Requisiti per ricevere fino a 12 mila euro di aiuto

Come anticipato sopra, succede che in tempo di crisi non tutti riusciamo a pagare un eventuale affitto. E quindi può capitare che si hanno degli arretrati accumulati non per colpa nostra, ma per via degli eventi accidentali che una sfavorevole congiuntura economica può portare. Dunque si diventa morosi senza colpa. Questo è infatti un caso specifico che il Governo ha deciso di affrontare attraverso un decreto. Esso avrà attuazione pratica a partire dal 9 agosto e prevede che coloro che si trovano nelle difficoltà appena dette potranno beneficiare di una determinata somma, fino a un massimo di 12 mila euro. Ma non sarà così semplice, gli idonei dovranno appunto possedere determinati requisiti.

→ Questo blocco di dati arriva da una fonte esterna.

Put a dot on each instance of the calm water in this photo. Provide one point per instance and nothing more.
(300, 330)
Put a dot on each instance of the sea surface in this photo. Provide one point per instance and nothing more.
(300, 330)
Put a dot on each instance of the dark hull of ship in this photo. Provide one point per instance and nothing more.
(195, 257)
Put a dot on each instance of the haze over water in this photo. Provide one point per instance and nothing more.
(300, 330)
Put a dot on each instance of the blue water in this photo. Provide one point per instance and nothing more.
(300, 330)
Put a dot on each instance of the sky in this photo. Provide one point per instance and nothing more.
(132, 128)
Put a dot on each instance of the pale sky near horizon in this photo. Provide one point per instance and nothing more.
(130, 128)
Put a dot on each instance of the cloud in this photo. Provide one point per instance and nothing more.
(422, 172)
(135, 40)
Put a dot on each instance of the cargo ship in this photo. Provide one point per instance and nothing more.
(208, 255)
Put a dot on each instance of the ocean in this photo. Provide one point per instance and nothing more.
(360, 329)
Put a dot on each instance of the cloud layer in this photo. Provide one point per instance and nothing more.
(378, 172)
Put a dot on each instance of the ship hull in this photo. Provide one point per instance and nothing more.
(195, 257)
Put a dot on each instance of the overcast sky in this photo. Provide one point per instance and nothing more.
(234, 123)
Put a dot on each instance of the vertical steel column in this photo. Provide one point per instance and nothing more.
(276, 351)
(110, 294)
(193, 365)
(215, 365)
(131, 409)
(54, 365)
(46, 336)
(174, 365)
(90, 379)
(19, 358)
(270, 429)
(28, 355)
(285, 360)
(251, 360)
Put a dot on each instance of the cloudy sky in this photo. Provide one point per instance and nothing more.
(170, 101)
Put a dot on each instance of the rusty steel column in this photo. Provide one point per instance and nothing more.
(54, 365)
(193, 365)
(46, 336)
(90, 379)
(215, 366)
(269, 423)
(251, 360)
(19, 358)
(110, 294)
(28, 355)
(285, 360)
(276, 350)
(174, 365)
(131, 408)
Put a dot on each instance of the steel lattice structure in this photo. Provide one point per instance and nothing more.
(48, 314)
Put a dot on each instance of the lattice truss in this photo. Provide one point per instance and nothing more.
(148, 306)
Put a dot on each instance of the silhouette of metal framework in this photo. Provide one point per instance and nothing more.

Prima di tutto che l'impossibilità di pagare sia comprovata oltre che dall'atto di sfratto, anche dal documento ISEE, il quale certifica la propria situazione economica. Infatti se non si superano i 35 mila euro di reddito annuale si può beneficiare dell'aiuto. Il contratto di affitto deve essere stato regolarmente registrato e chiunque del proprio nucleo familiare non deve avere un diritto su un altro immobile idoneo all'abitazione.

Poi ci sono requisiti di carattere personale. Ovvero se il portatore di reddito all'interno di una famiglia perde il lavoro per cause come il licenziamento involontario, la cassa integrazione, il decesso o la malattia, e tale perdita comporta una sostanziale riduzione delle disponibilità finanziare necessarie alla sopravvivenza dei componenti del nucleo familiare, si diventa certamente idonei a ricevere l'aiuto.

Per i dettagli si può visionare il decreto sulla gazzetta ufficiale del 25 luglio.